Ihwal banyaknya penolakan terkait Otsus Papua Jilid II ini, bagi Imron itu hal biasa. Rata-rata masyarakat menolak, lantaran pada Otsus Papua Jilid I pemerintah dianggap telah gagal memberikan manfaat kepada masyarakat Papua dan Papua Barat.
Tidak ada dampak keuntungan yang dirasakan masyarakat bumi Papua seiring telah berlangsungnya Otsus selama hampir 20 tahun. Maka dari itu banyak pihak masyarakat meminta agar pemerintah tidak meneruskan, dan mereka lebih memilih referendum.
Imron sendiri mengamini jika implementasi Otsus Papua belum optimal. Dana Otsus yang seharusnya diperuntukan untuk empat sektor vital, yakni kesehatan, pendidikan, infrastruktur, dan ekonomi kerakyatan belum teralokasikan dengan tepat.
Namun demikian, Imron menegaskan, jangan semua itu disalahkan kepada pemerintah pusat, pemerintah daerah juga patut dipertanyakan kinerjanya. Pasalnya, pemerintah selama hampir 20 tahun ini, pemerintah pusat sudah mengeluarkan kurang lebih Rp100 triliun.

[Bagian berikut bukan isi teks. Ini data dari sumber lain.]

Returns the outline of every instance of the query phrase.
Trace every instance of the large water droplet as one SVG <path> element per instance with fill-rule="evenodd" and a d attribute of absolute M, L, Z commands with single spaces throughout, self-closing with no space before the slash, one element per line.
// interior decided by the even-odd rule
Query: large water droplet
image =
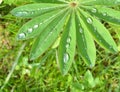
<path fill-rule="evenodd" d="M 97 12 L 97 9 L 96 9 L 96 8 L 93 8 L 91 11 L 92 11 L 93 13 L 96 13 L 96 12 Z"/>
<path fill-rule="evenodd" d="M 63 62 L 64 62 L 64 63 L 67 63 L 68 60 L 69 60 L 69 54 L 68 54 L 68 53 L 65 53 L 65 54 L 64 54 L 64 58 L 63 58 Z"/>
<path fill-rule="evenodd" d="M 65 46 L 65 47 L 66 47 L 66 48 L 69 48 L 69 46 L 70 46 L 70 44 L 66 44 L 66 46 Z"/>
<path fill-rule="evenodd" d="M 82 32 L 83 32 L 82 28 L 80 28 L 80 29 L 79 29 L 79 32 L 80 32 L 80 33 L 82 33 Z"/>
<path fill-rule="evenodd" d="M 18 34 L 18 38 L 19 38 L 19 39 L 24 39 L 24 38 L 25 38 L 25 33 L 20 33 L 20 34 Z"/>
<path fill-rule="evenodd" d="M 68 37 L 68 38 L 67 38 L 67 43 L 70 43 L 70 41 L 71 41 L 71 38 Z"/>
<path fill-rule="evenodd" d="M 31 33 L 32 31 L 33 31 L 32 28 L 29 28 L 29 29 L 28 29 L 28 33 Z"/>
<path fill-rule="evenodd" d="M 34 28 L 38 28 L 38 25 L 34 25 Z"/>
<path fill-rule="evenodd" d="M 103 13 L 102 15 L 103 15 L 103 16 L 107 16 L 107 13 Z"/>
<path fill-rule="evenodd" d="M 87 18 L 87 22 L 89 23 L 89 24 L 92 24 L 92 19 L 91 18 Z"/>
<path fill-rule="evenodd" d="M 42 25 L 42 23 L 40 23 L 39 25 Z"/>
<path fill-rule="evenodd" d="M 19 11 L 19 12 L 16 13 L 16 16 L 23 16 L 23 15 L 26 15 L 26 14 L 28 14 L 28 12 Z"/>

"Saya cenderung percaya, dana itu tercecer di sektor-sektor yang sebenarnya tidak terkait dengan empat sektor utama tadi. Sektor pendidikan, infrastruktur, ekonomi kerakyatan, dan kesehatan. Sering orang mengatakan bahwa dana itu mampir di tempat lain, siapa tahu juga mampir untuk membiayai kegiatan merongrong kewibawaan NKRI," tegasnya.